紬のメンタルが不安定になっているのは見て取れる。
「ねえ、なっくんと何があったの?」
「……どうせナツ先輩はお姉ちゃんが好きなんだ」
なっくんが私を好き? そんなことがあるわけがない。
「ウチみたいに一途に想ってたって無駄。四六時中、ナツ先輩のこと考えてるウチよりも、同じ年に生まれたお姉ちゃんのが好きなんだ」
「そんなことない。被害妄想でしょそれは」
「違う。ウチにしかわかんないよこの気持ちは! ナツ先輩は、いまだにウチのことを妹くらいにしか思ってない。結局、ウチはずっと蚊帳の外なんだ!」
「落ち着きなって。紬の言ってること全然わかんないよ。なっくんは紬が好きだから、紬と恋人になったんでしょ? なっくんから告白されたって嬉しそうに言ってたじゃん」
「違う。違う違う! ナツ先輩はウチのことなんて全然好きじゃない。だから、ウチに秘密でお姉ちゃんと会えるんだ!」
「ねえ、ちょっといい加減に……」
「本当にウチのこと好きなら、ウチのこと一番に考えてくれる! ウチばっか辛い思いしてる! もうヤダ! どうしてウチばっかりこんな目に遭わなきゃいけないの⁉️ ウチはいつもナツ先輩を想ってるのに、ナツ先輩はいつも自分のことばっかり──」
──パシンッ
乾いた打撃音が響き渡る。
紬は何が起こったかわからないと言った顔で、私を見上げた。
私は爪が食い込むくらい強く拳を握りながら、いつになくドスの効いた声で言い放った。
「自分のことばっかなのは紬でしょ! なっくんのこと好きなら、もっとなっくんの気持ち考えなよ。
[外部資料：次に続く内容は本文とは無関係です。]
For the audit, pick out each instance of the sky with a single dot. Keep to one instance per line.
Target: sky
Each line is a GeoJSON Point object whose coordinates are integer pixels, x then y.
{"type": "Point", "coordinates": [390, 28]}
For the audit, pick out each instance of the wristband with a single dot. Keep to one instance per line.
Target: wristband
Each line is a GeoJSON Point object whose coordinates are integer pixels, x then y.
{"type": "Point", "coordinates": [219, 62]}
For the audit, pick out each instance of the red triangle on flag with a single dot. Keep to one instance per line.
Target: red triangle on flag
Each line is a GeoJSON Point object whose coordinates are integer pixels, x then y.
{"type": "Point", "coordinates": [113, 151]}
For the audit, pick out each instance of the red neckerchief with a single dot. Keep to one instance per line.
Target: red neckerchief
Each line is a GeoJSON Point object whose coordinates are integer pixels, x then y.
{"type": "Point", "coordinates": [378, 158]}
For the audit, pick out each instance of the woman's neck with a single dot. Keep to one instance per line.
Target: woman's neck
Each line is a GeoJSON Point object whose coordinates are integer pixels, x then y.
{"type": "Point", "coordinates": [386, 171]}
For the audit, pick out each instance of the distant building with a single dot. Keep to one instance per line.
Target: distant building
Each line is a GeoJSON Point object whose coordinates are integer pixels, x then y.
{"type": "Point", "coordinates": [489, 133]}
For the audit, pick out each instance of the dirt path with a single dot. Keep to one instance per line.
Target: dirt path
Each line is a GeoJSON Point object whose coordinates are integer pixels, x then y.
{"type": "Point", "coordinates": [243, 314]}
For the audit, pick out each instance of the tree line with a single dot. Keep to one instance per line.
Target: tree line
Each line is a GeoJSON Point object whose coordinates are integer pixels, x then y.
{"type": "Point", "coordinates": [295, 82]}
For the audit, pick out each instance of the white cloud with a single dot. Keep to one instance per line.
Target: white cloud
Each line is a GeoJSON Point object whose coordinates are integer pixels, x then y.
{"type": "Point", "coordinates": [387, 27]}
アンタは自分の思い描いている理想のなっくんを、現実のなっくんに押し付けてるだけ! それのどこかなっくんを想っているって言えるの⁉︎」
「は、はあ? ウチは、そんな、こと……」
「なっくんが、アンタに何か押し付けたことある? なっくんに甘えるの大概にしなよ。なっくんが辛そうにしてるの私、見たくない。なっくんを縛りつけるのはもうやめて!」
「……‥っさい。うるさいうるさい、うるさい!」
紬が私の肩を強めに押してくる。
髪の毛を自らぐしゃぐしゃにして、拳を握りしめる。
「ウチは怖いの。ナツ先輩を取られるのが嫌なの! でも、もう無理……」
威勢のいい切り口から一転。
紬はその場で膝をつき、ペタンと座り込む。
「無理?」
「ウチ、ナツ先輩と言い合いしちゃった。恋人関係破綻しちゃった……」
「破綻……って、え? 別れたの?」
「わかんない。けど。明日からも恋人同士だって言える自信ない……」
紬となっくんの間で何があったかはわからない。
けど、もしかするとなっくんの我慢の限界が来たのかもしれない。
私は紬に寄り添い、肩をさすってあげる。
「大丈夫。一回頭冷やして、明日なっくんと話してみよ。ね?」
「無理。絶対無理。もうナツ先輩に嫌われたぁ」
「大丈夫。大丈夫だから。泣かないで」
「おねえちゃあああん!」
相当メンタル弱っているのか、私に抱きついてくる紬。
情緒不安定とはまさにこのことだ。
私は紬の頭を優しく撫でながら、よくない感情を芽生えさせていた。
紬がもしなっくんと別れるなら……その隙を狙えば……。
(ダメダメ! 何考えてんの私!)
首を大きく横に振る。
私は、自らなっくんとの恋愛フラグを折ったのだ。
彼との恋愛の土俵に上がる資格は剥奪されている。
そう自分に言い聞かせるものの、諦めきれない気持ちが残っていることを気づかずにはいられなかった。